In the late 1890s, the Whyte Packing Company was one of the largest such companies in Canada. John Jr. went to England to successfully establish a network for their products. As a result, he convinced his father to move their operations to Stratford, which had better and more diversified rail links. They hired some of the best architects and engineers from Chicago, the hog processing capital of the U.S., to design and build the largest and most modern processing plant in Canada. The plant opened on July1, 1900. It was located on a six-and-a half acre site on Linden Street just off Erie Street where the municipal bus garage now stands. They also built a plant in Brockville and established retail stores in Toronto, Montreal, Mitchell, St. Mary’s and two in Stratford – one on Downie Street where the TD Bank is located and 174 Queen Street to serve the expanding east end of the city.


John Whyte Sr. and Margaret retired to Mitchell where he was a very popular citizen, especially with the children who apparently followed him around because he always kept candies in his pocket for them. John died on October 13, 1907 and Margaret in 1911. They are buried in the Presbyterian Cemetery in Cromarty, Hibbert Township.

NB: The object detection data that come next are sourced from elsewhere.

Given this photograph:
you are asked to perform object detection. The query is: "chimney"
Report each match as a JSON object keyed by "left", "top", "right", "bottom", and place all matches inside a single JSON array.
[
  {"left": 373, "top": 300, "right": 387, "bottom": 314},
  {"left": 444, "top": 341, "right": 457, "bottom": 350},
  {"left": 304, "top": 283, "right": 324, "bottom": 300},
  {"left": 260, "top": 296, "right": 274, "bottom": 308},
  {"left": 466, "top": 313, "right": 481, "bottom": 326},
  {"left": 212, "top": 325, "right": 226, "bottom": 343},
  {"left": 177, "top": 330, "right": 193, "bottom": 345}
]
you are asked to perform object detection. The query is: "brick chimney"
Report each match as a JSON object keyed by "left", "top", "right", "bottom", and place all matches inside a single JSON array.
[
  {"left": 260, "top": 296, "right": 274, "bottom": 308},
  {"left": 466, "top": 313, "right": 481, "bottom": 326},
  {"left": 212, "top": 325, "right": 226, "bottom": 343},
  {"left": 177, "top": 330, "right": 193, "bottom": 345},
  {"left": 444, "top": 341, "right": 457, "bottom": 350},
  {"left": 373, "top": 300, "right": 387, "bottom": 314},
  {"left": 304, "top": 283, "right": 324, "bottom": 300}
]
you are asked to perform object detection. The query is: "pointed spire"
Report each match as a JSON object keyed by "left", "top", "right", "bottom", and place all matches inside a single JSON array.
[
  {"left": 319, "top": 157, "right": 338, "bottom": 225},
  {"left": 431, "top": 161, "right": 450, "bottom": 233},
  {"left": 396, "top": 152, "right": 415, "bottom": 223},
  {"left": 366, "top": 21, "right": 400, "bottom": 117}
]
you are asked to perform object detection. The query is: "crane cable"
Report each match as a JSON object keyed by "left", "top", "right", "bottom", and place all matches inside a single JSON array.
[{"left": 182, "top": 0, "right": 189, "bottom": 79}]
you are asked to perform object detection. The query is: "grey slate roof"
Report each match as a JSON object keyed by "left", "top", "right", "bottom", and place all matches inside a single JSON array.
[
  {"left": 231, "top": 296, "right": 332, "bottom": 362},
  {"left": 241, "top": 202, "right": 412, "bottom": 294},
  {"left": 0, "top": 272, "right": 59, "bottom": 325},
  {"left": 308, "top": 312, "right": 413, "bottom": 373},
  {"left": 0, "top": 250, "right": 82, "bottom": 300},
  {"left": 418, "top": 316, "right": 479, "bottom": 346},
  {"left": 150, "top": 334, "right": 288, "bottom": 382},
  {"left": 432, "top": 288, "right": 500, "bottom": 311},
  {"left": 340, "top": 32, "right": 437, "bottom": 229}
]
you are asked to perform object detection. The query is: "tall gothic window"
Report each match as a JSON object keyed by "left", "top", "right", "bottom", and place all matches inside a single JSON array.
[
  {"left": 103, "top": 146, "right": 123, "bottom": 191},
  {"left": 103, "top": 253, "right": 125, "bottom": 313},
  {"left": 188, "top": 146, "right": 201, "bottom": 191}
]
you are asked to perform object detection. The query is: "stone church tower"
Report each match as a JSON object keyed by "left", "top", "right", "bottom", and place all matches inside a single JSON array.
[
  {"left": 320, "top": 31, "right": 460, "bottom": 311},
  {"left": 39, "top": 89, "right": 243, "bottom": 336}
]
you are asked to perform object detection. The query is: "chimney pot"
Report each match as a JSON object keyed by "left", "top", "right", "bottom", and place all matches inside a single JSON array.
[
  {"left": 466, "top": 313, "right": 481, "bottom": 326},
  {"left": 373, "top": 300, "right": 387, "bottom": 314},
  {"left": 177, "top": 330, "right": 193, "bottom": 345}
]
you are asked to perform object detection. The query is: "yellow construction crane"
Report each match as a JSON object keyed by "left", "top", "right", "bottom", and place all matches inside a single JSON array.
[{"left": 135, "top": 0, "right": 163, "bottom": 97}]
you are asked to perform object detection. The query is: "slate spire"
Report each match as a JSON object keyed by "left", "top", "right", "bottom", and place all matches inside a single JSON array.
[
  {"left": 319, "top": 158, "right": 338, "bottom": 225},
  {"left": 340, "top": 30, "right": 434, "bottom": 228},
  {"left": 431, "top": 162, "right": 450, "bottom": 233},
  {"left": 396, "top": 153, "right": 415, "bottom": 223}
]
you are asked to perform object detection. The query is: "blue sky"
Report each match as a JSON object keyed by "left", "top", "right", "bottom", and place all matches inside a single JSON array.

In 1959, the firm held a big party at what is now the William Allman Arena to celebrate its 100th anniversary. More than five hundred employees and guests were invited to an Elizabethan feast, which included honey and mead beer specially brewed for the occasion by the O’Keefe Brewing Company. In 1966, facing bankruptcy the firm was sold and in the seventies the site was purchased by the city and the plant was demolished. The last remaining vestige of the Whyte Packing Company, in Stratford, is the building that housed their butcher shop at 174 Queen Street.